In September, wholesale inflation in the United States surged by 2.2 percent compared to the previous year, marking the most substantial year-over-year increase since April. This sharp rise in wholesale prices indicates that inflationary pressures persist, despite over a year and a half of elevated interest rates.

The Labor Department’s latest report, released on Wednesday, revealed that the producer price index, which gauges inflation before it affects consumers, grew by 2.2 percent from the prior year, surpassing the 2 percent increase observed in August. On a monthly basis, producer prices increased by 0.5 percent from August to September, a slight decrease from the 0.7 percent rise between July and August.

When excluding the often volatile food and energy prices, known as core inflation, there was still a notable increase of 2.7 percent in September compared to the previous year and a 0.3 percent uptick from August. Core prices are closely monitored by the Federal Reserve and economists to gauge the future trajectory of inflation.

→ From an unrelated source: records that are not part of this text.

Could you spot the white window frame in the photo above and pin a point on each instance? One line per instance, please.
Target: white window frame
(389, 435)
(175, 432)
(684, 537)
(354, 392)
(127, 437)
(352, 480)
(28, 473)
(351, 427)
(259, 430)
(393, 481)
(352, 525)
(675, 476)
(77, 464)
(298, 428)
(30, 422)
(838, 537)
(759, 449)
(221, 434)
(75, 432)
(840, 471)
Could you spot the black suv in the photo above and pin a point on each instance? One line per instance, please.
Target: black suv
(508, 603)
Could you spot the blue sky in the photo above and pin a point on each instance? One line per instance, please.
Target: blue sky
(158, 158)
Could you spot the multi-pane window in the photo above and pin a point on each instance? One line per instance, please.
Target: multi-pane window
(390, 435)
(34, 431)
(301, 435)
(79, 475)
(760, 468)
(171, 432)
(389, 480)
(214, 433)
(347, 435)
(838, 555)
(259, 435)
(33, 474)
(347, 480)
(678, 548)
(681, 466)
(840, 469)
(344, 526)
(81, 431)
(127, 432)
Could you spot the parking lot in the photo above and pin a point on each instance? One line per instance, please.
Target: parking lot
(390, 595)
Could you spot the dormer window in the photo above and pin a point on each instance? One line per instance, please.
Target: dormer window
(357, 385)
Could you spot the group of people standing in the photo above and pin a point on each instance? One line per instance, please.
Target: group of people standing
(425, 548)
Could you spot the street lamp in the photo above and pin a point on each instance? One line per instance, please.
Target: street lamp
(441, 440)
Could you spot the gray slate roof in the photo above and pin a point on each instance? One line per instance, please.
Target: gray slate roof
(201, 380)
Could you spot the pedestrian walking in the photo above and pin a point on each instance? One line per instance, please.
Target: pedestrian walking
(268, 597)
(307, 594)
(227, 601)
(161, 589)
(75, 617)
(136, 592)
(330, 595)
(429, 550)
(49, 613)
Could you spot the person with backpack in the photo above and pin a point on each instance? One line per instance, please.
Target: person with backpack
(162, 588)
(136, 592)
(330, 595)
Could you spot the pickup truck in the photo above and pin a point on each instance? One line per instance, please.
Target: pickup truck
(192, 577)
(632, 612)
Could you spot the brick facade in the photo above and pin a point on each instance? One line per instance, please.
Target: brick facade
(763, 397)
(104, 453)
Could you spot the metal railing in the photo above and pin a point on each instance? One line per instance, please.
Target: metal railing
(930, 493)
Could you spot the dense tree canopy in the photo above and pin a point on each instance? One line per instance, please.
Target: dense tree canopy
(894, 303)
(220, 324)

While wholesale prices have been rising more slowly than consumer prices, offering hope that inflation might continue to moderate as producer costs are passed on to consumers, the latest data for last month exceeded economists’ expectations. Wholesale energy prices, in particular, surged by 3.3 percent from August to September, and food prices rebounded with a 0.9 percent increase after declining by 0.5 percent from July to August.

In response to the high inflation levels observed last year, which had not been seen in four decades, the Federal Reserve took aggressive measures to raise interest rates. Since March 2022, the central bank has increased its benchmark rate eleven times. These higher borrowing costs have contributed to cooling inflation and slowing down a robust job market.

There is now growing anticipation that the Federal Reserve may choose to maintain interest rates at their current level for the remainder of the year. Two Fed officials recently hinted that the central bank may leave its key rate unchanged at the upcoming meeting in three weeks, triggering a rally in both bond and stock markets.

Rubeela Farooqi, Chief U.S. Economist at High Frequency Economics, noted that last month’s surge in producer prices is unlikely to alter the Fed’s policy outlook. The baseline expectation remains that interest rates have peaked, and potential geopolitical developments are an additional risk factor that may lead policymakers to proceed cautiously in the future.

Meanwhile, the economy has displayed more resilience than initially projected. There is growing optimism that the Federal Reserve may achieve a “soft landing,” meaning they would raise rates just enough to control inflation without causing a severe economic downturn.

On Thursday, the Labor Department will release its closely watched consumer price index for September. In the previous month’s report, core consumer prices in August exhibited the slowest annual increase in nearly two years compared to the same period a year ago.